Google Compute Engine


This document outlines a process that you can use to deploy MongoDB on Google Compute Engine (GCE), beginning with selecting the appropriate instance and storage configuration, then addresses the process for deploying a MongoDB system. Finally, the tutorial includes strategies for backup and restore and additional production considerations.

Instance Recommendations

GCE offers several different instance types across four categories:

  • Standard
  • Shared Core
  • High Memory
  • High CPU

When deploying MongoDB, consider the following recommendations based on deployment type and component.

  • For development deployments, deploy mongod on Standard or High Memory instances.
  • For production deployments, deploy mongod on High Memory instances.
  • For sharded clusters mongos should be run on instances on which your application is running however, it can be run as a standalone process on Standard n1-standard-1 instances.
  • Sharded cluster config servers should be deployed on Standard n1-standard-1 instances.


Shared Core instances are not recommended as they only provide intermittent access the underlying CPU. High CPU instances are also not recommended because MongoDB is traditionally memory and I/O bound.

Storage Considerations

GCE offers persistent disk storage to go along with your instances, either as a single root volume or with multiple disks attached to an instance. GCE’s persistent disks (PD) already stripe data across a very large number of volumes, shere is no need to do it yourself. MongoDB journal data is small and putting it on its own disk means either creating a small disk with insufficient performance or creating a large disk that goes mostly unused. Put your MongoDB journal files on the same disk as your data. Putting your MongoDB journal files on a small persistent disk will dramatically decrease performance of database writes.

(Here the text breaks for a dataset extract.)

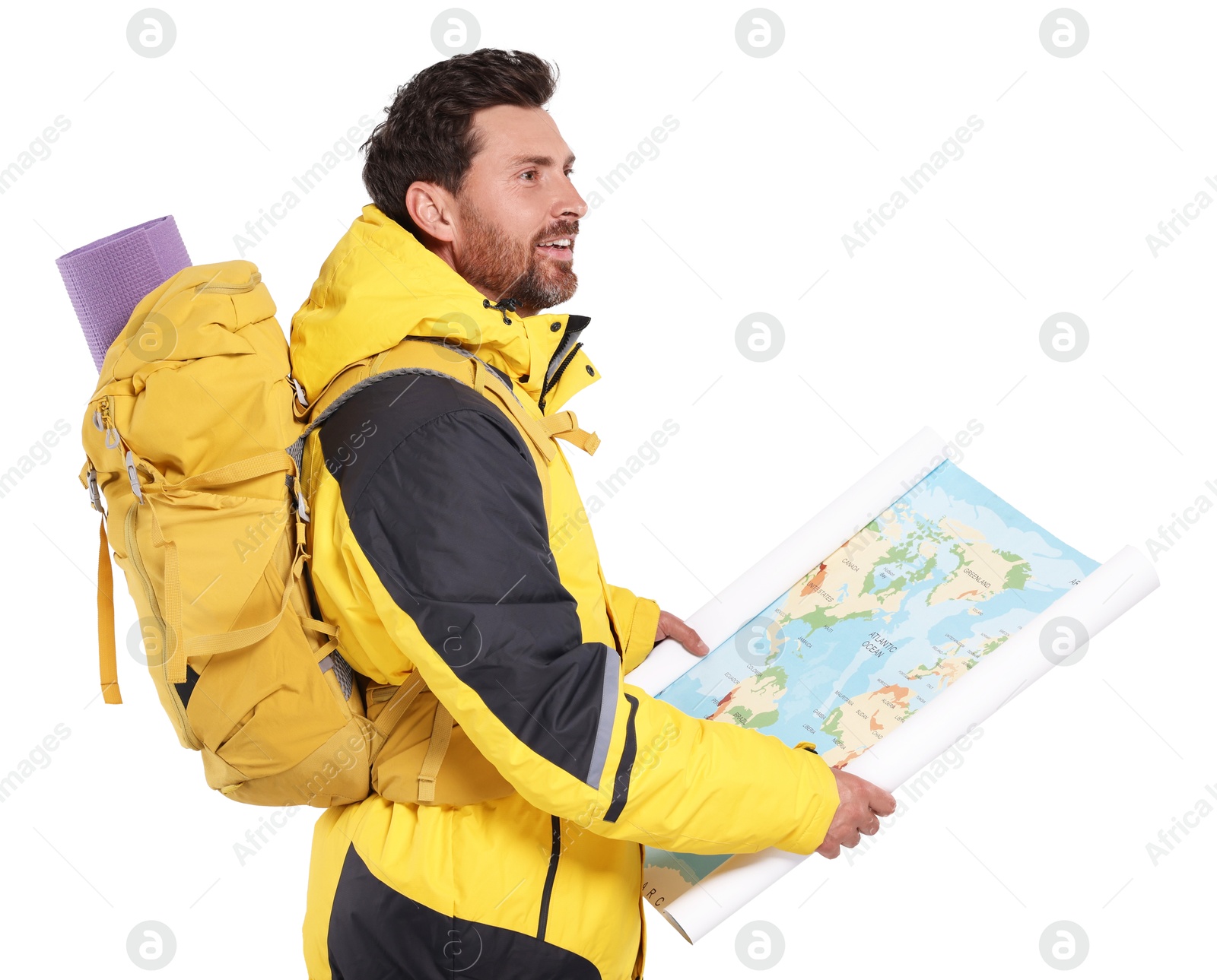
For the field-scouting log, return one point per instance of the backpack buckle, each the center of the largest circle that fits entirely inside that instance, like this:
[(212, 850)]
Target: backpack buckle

The most optimal and performant storage configuration is to use a single volume to hold MongoDB data, journal, and log files. To properly determine the right storage configuration for your deployment it is best to prototype and test your workload.

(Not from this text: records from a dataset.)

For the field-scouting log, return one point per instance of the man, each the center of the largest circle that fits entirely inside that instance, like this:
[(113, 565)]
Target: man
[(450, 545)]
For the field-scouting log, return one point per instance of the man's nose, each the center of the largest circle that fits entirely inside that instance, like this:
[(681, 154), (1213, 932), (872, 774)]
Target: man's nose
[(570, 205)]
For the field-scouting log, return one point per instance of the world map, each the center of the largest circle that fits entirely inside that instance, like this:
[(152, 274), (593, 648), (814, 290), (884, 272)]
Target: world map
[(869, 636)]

There are multiple storage configurations possible with GCE persistent disks, each with it’s own tradeoffs. To properly determine the right storage configuration you will need to prototype and test your workload.

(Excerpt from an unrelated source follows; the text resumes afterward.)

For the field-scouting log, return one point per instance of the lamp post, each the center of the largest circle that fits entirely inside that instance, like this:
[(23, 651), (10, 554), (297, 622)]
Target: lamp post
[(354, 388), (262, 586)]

GCE persistent disk performance profiles are primarily based on allocated disk size. At higher disk sizes performance can also scale based on the number of cores within an instance. For more information, refer to “Persistent Disk Performance” within the GCE Disks documentation.

Instance Configuration

The following steps can be used to deploy MongoDB on a single GCE instance. The instance will be configured as follows:

  • CentOS 6
  • MongoDB 2.4.x installed via Yum
  • Individual persistent disks for data, journal, and log
  • Updated read-ahead values for each disk
  • Updated ulimit settings
  • Updated TCP keep-alive settings


To get started, please have the Google Cloud SDK tools installed and setup to work with your account, as well as an initial project created. For more information, refer to the Google Cloud SDK installation instructions, Managing Authentication and Credentials, and Quick Start.

First create the persistent disk that will be the root storage device for the instance using the gcutil command.

gcutil adddisk mongodb-root \
       --project=mongodb-project \
       --size_gb=10 \

Next create the persistent disk that will hold MongoDB data, journal, and logs.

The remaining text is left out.